The system could also make it easier for victims of fraud to get their money back by allowing defendants to negotiate restitution in return for less time in jail.
Stephen Hockman, QC, who was chairman of the Bar Council in 2006, leads the working party that provided guidelines on how plea negotiation could be introduced into the law in England and Wales. He and his colleagues have just embarked on a process of consultation with banks and other interested parties, which will reach its conclusion on July 3.
Speaking exclusively to The Times, Mr Hockman was keen to distinguish plea negotiation from the plea bargaining that takes place in the United States, of which the suggested framework here is merely a “distant cousin”, he says. In America, defendants sometimes are coerced into pleading guilty because of the huge sentences that are available to judges on a guilty verdict, which make it too dangerous to contemplate a full trial.
The proposals for England and Wales have the advantage that they do not require parliamentary legislation and can be introduced relatively easily under existing law. This means that they could be in place by the autumn, with the first negotiations months later.
“It should increase the number of cases that can be brought successfully. Above all, I think it will make investigation and trial of fraud cases more efficient.” This would be to the advantage of both the prosecution, whether the Serious Fraud Office, the Fraud Prosecution Service or any other authority, and the defendant. At present fraud cases can drag on for years with a bewildering amount of detail.
Mr Hockman said that his working party had taken the opinions of a range of involved parties, including banks and the Financial Services Authority (FSA), during its deliberations.
The proposals over plea negotiation are part of a wider-ranging Fraud Review but were given fresh emphasis by the case of the NatWest Three, who were jailed in America in February for their part in a fraud involving Enron, the collapsed energy business.
They were sentenced to more than three years each after a plea bargaining process that was seen as swifter and more efficient than any trial they could have faced in the UK.
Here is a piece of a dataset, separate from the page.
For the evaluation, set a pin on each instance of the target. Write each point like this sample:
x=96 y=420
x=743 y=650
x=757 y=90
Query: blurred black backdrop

Mr Hockman says that the accepted figure for the total loss to the British economy from fraud is £20 billion a year, coincidentally equal to the entire invisible earnings from overseas business of the British legal profession.
“What we have at the moment is a system in which negotiating over charges already takes place,” he said. In any legal trial, both sides get together beforehand to decide what charges should be laid – for example, if the prosecution might accept a manslaughter charge rather than murder should the defendant be prepared to plead guilty. “What doesn’t happen at the moment is any explicit decision about sentencing.”
Under the framework proposed by Mr Hockman and his colleagues, before any charges are brought the prosecution and the defendant and his team will get together and discuss what they might be and, if the defendant is prepared to plead guilty to them, what sentence is appropriate. This may or may not include jail and the other forms of sentencing available to the judge, such as restitution, return of money defrauded, confiscation of assets or disqualification as a director.
“We would envisage that the negotiated package presented to the court would include reference to the length of any prison term and reference to the implementation of all other sentencing powers.” Once this package is agreed, it is put to the judge. The court, though, has the option of throwing it out and insisting on a full trial if the terms agreed are too lenient. Likewise, the defendant has the option to refuse the package and go for a full trial.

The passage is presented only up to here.